A newly-published report says their departure has the potential to create “the biggest heritage issue facing the Catholic Church in England and Wales since the closure of the seminary at Ushaw.”
Downside Abbey and School: A Statement of Significance, by the Architectural History Practice Ltd (AHP), was commissioned by the monks and has just been placed on the website of the Southern Historic Churches Committee. It states that the only acceptable option for preserving the abbey church intact is to pass it “to a trust or similar”.
The chair of the Bishops’ Conference’s patrimony committee, Archbishop George Stack, recommends a separate trust to care for the church and its treasures like the one set up for Horace Walpole’s famous villa, Strawberry Hill at St Mary’s University, Twickenham. When he was chair of the Board of Governors at St Mary’s, Archbishop Stack brokered the arrangement whereby the Catholic Education Service let the villa on a 120-year lease to the Strawberry Hill Trust.
Archbishop Stack said: Since its foundation in 2002 the trust has secured over £10m for the restoration of the house and garden both of which are now open to the public. A solution such as this might work well at Downside. It should complement the work of the school and ensure a sound future for the outstanding abbey buildings and the magnificent collections housed within them.”
Sophie Andreae, vice chair of the patrimony committee, highlights the work of a second trust that has relieved a school of the burden of caring for a major Grade I listed building. The Stowe House Preservation Trust owns and maintains the historic mansion in Buckinghamshire which is used by the public school. The trust has spent more than £25 million since it was founded in 1997 and opens the house to the public. The magnificent historic park is cared for by the National Trust.
Andreae is concerned that the monks have given no information about how they plan to secure the future of their buildings and treasures in the longer term. She is a member of a working group established by the Abbot of Downside in 2020 with the support of the Abbot President of the Benedictine Congregation, Christopher Jamison, to advise them but points out that this has not met for nearly a year.

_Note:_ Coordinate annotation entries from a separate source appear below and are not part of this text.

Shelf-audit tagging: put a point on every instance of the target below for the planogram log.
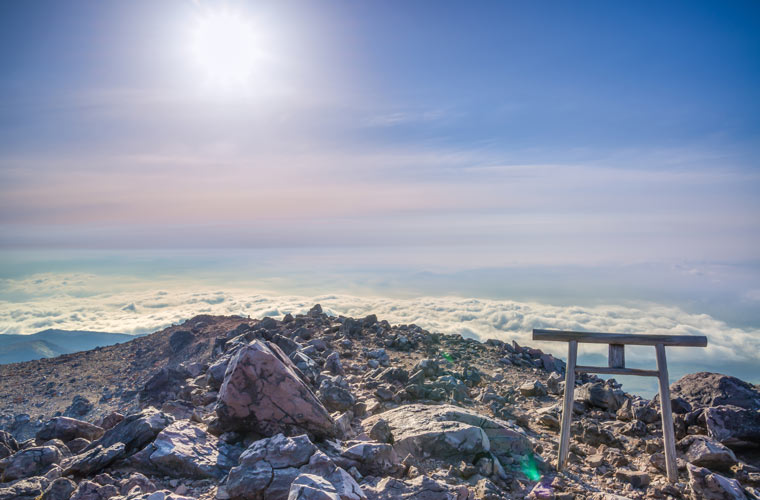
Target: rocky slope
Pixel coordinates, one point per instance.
(317, 407)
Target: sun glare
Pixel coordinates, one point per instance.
(224, 47)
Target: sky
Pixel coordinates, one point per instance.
(586, 154)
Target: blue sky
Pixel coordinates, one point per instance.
(598, 162)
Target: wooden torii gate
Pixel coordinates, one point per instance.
(616, 366)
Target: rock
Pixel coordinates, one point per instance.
(180, 339)
(311, 487)
(25, 489)
(60, 489)
(67, 429)
(29, 462)
(379, 459)
(419, 488)
(448, 431)
(707, 485)
(381, 432)
(262, 393)
(703, 451)
(733, 426)
(333, 364)
(185, 450)
(637, 479)
(80, 406)
(534, 388)
(597, 394)
(135, 431)
(706, 389)
(334, 396)
(88, 490)
(268, 467)
(95, 459)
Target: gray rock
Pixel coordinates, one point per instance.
(419, 488)
(733, 426)
(67, 429)
(135, 431)
(703, 451)
(25, 489)
(311, 487)
(533, 389)
(94, 460)
(707, 485)
(263, 393)
(60, 489)
(183, 449)
(29, 462)
(448, 431)
(706, 389)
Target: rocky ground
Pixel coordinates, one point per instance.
(314, 407)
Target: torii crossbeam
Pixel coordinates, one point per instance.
(616, 366)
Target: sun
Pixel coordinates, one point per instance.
(224, 47)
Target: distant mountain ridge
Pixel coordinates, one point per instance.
(51, 343)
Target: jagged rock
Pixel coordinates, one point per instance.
(448, 431)
(381, 431)
(263, 393)
(706, 389)
(703, 451)
(311, 487)
(706, 485)
(268, 467)
(95, 459)
(137, 482)
(29, 462)
(419, 488)
(733, 426)
(637, 479)
(80, 406)
(60, 489)
(185, 450)
(8, 445)
(379, 459)
(597, 394)
(67, 429)
(334, 396)
(25, 489)
(333, 364)
(534, 388)
(135, 431)
(88, 490)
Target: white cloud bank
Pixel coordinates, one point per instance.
(91, 302)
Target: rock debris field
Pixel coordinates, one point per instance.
(316, 407)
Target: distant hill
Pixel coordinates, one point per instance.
(52, 343)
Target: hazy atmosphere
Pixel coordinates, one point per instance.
(477, 170)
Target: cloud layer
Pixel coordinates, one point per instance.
(91, 302)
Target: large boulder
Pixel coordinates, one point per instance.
(268, 468)
(262, 392)
(705, 389)
(183, 449)
(707, 485)
(449, 432)
(67, 429)
(29, 462)
(733, 426)
(135, 431)
(419, 488)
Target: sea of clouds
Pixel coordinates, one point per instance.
(99, 303)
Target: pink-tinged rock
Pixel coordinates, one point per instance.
(262, 392)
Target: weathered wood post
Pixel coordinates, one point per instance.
(616, 366)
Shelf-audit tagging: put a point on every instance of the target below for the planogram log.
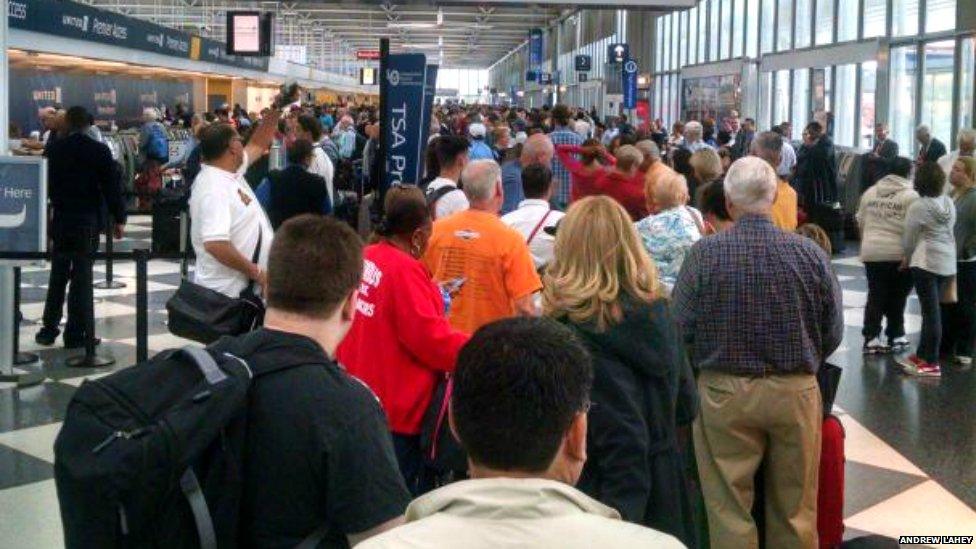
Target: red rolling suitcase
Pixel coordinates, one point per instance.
(830, 493)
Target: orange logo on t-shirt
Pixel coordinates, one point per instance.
(244, 198)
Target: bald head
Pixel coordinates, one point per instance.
(538, 149)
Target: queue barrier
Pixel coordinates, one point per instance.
(141, 257)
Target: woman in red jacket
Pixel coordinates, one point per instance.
(401, 343)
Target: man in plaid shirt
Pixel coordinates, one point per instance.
(562, 135)
(760, 309)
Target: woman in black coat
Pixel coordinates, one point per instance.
(603, 284)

“A solution like those established at Strawberry Hill and Stowe could provide a model for the way forward at Downside with an independent trust focussing on promoting the heritage and collections, raising the necessary funding and working closely alongside Downside School,” said Andreae.
Downside’s director of heritage, Simon Johnson, said that staff are working hard with several stakeholders to ensure that the patrimony of the monastic community is secure for future generations.
Johnson added: “It is important to point out that the abbey church is already in a trust committed to its continued use by the school and the parish.”
The monks have so far sold property and art worth several million pounds and have not ruled out selling their monastery. The AHP report has found that several important buildings have not been listed and says this must be addressed if they are to be protected. It has also identified areas where there is no physical division between monastery and school.
The school is now run by a separate trust as recommended by the Independent Inquiry into Child Sexual Abuse (IICSA) which criticised the monks’ response to historic complaints of abuse at their school.
The eight resident monks are moving to Southgate House, part of Buckfast Abbey, Devon, where they plan to stay for up to five years while they determine their long-term future. They will mark the feast of their patron, St Gregory the Great, on the day of their departure.